Geysers and Rivulets

I watched the eruption of the world’s largest geyser today. YouTube is amazing, and what’s more amazing is thinking of this incredible force that drives a million gallons of water 300 feet into the air. People on the ground say that they can actually feel the low rumbling of the steam in their chest as the water rises in the sky.

There’s a question that you rarely see asked, that I couldn’t even find the answer for via the ubiquitous Google search: where does the water go? I mean, a million gallons of water has been thrown up into the air, where does it go? The obvious answer is that it falls on the ground all around the geyser, where it forms little rivulets of running water, making the ground all around the geyser wet.

The reason the answer doesn’t show up in searches is that people are way more interested (and rightly so) in the geyser. No one comes to look at small rivulets. They all are amazed and astonished at the power and wonder of the geyser.

I wish we were more that way about our Savior. It is so easy to focus in on how I’m doing and how other people are doing. What fruit are they producing? Are they actively living out the Christian life? What are we working on, what are we doing, what are we achieving?

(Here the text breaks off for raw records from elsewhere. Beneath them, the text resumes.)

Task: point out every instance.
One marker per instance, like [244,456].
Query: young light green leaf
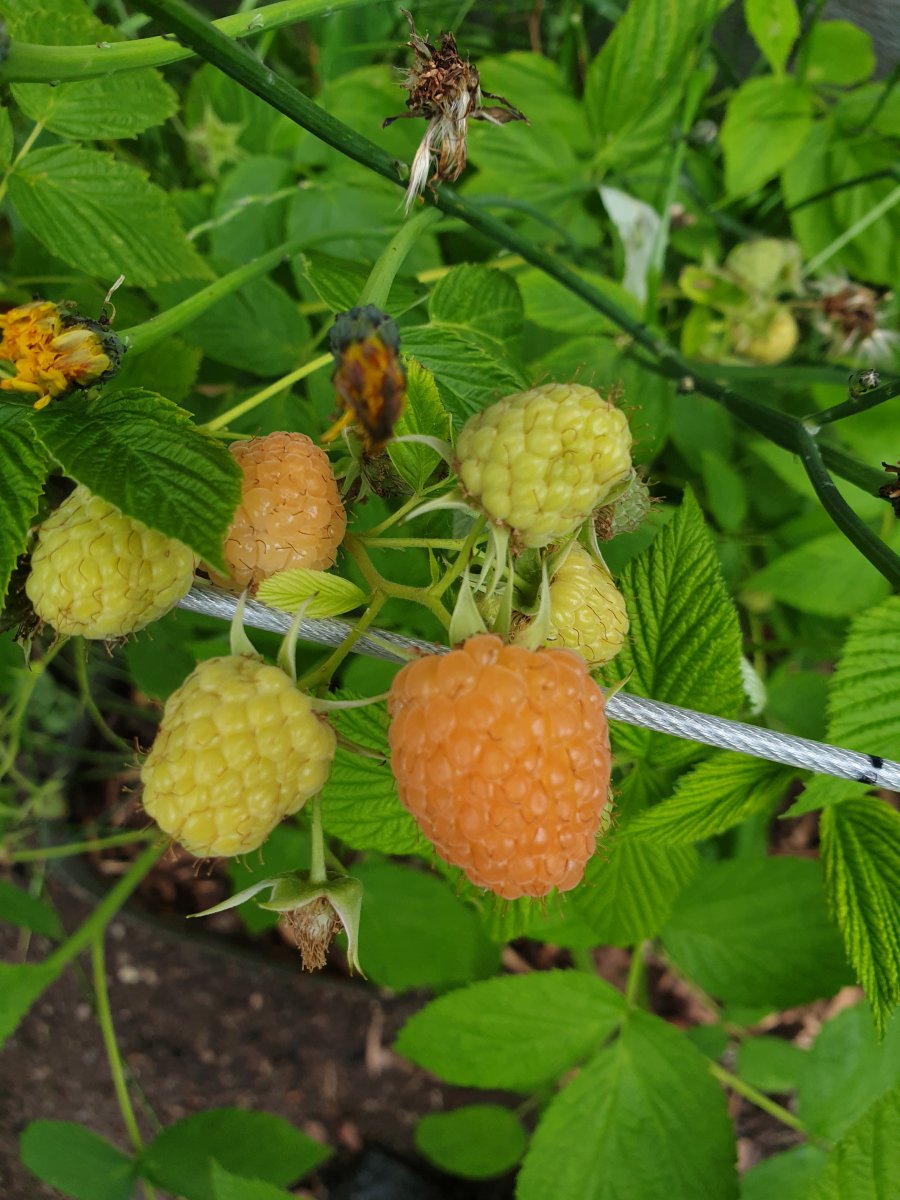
[634,87]
[417,934]
[846,1071]
[23,469]
[478,298]
[475,1036]
[643,1119]
[629,889]
[789,1176]
[102,215]
[6,139]
[864,1164]
[115,106]
[775,25]
[684,645]
[143,454]
[863,701]
[77,1161]
[227,1186]
[257,1145]
[766,124]
[838,52]
[324,594]
[721,792]
[19,907]
[755,931]
[424,413]
[478,1141]
[861,850]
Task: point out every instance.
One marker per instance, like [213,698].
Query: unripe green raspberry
[99,574]
[587,611]
[539,462]
[238,750]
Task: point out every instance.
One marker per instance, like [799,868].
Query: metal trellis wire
[648,714]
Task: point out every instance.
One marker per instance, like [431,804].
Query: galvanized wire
[648,714]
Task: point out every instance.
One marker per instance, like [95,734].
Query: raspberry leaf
[861,849]
[474,1037]
[643,1119]
[77,1161]
[142,453]
[23,469]
[755,931]
[684,646]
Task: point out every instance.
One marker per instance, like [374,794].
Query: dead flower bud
[447,91]
[369,375]
[54,352]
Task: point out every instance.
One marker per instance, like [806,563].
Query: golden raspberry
[238,750]
[587,611]
[502,755]
[543,460]
[291,514]
[100,574]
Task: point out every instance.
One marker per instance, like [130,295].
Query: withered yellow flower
[54,352]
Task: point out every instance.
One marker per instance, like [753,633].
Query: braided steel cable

We take Jesus for granted, we’ve heard about him all our lives; and besides, what we do is what’s important. Right?

We focus in on the branches and forget the incredible, awe-inspiring vine. We look at the little water rivulets and take our eyes off of the million-gallon wonder.

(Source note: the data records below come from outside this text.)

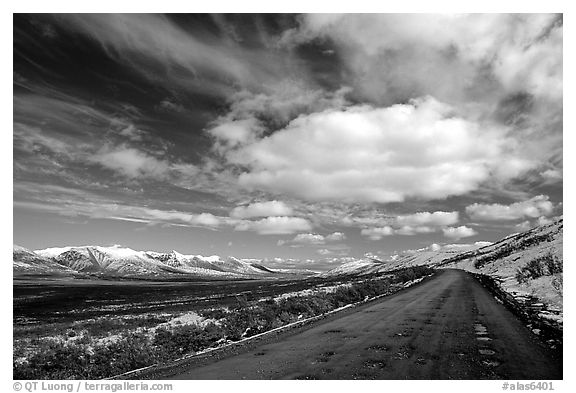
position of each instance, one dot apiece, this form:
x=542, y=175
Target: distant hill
x=116, y=261
x=526, y=264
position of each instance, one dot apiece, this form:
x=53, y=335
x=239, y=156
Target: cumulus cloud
x=313, y=239
x=459, y=232
x=131, y=162
x=275, y=225
x=366, y=154
x=454, y=57
x=150, y=42
x=309, y=238
x=262, y=209
x=427, y=218
x=378, y=233
x=532, y=208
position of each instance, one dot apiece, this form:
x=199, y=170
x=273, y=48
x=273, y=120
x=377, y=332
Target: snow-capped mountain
x=28, y=262
x=126, y=262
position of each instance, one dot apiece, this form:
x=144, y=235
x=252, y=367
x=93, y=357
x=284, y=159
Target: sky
x=307, y=138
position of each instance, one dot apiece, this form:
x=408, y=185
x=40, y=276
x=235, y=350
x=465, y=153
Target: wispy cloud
x=532, y=208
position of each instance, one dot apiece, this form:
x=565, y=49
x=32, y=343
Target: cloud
x=313, y=239
x=378, y=233
x=532, y=208
x=275, y=225
x=365, y=154
x=336, y=237
x=461, y=247
x=262, y=209
x=454, y=57
x=427, y=218
x=309, y=238
x=155, y=45
x=131, y=162
x=459, y=232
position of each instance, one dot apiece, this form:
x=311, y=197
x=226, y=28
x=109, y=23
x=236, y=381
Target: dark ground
x=448, y=327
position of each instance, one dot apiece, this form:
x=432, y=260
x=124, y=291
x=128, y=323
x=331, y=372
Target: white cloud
x=459, y=247
x=275, y=225
x=262, y=209
x=365, y=154
x=532, y=208
x=377, y=233
x=427, y=218
x=458, y=232
x=450, y=56
x=309, y=238
x=552, y=175
x=313, y=239
x=131, y=162
x=336, y=237
x=412, y=230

The wonder is that God became a man, and he suffered and died for us. And he rose from the dead, and promises we will too, simply by trusting him.

“Whoever believes in me, as the Scripture has said, ‘Out of his heart will flow rivers of living water.’” John 7:38).

See, we’ll participate in the most incredible event ever… rivers of living water will flow from us. But it won’t be our water. It will be the living water of the Spirit, bursting forth from the most incredible event ever.

It is something of a paradox, that our work is actually to keep our eyes on the marvel of the geyser, and not to be so distracted by ourselves. “This is the work of God, to believe in the one he has sent” (John 6:29). I need to trust in the geyser, that water will be delivered, and the water isn’t produced by me, but is a result of the power and strength of someone else.

Jesus isn’t just the headwater of our faith, like a roaring stream has a little tributary that starts it off. Jesus is the geyser, and he gets us wet. He’s the force and the power. The Holy Spirit is our comforter, reminding us of all that he’s done and all that he’s promised. We have life if he gets us wet – his righteousness is ours, we don’t have any of our own.

The Christian life is dependent entirely on the massive geyser of what God has done. May we never cease to marvel. May we never cease to praise. May we not focus on the tiny rivulets of our own stream, when the wonder is the love of God expressed incredibly in his Son.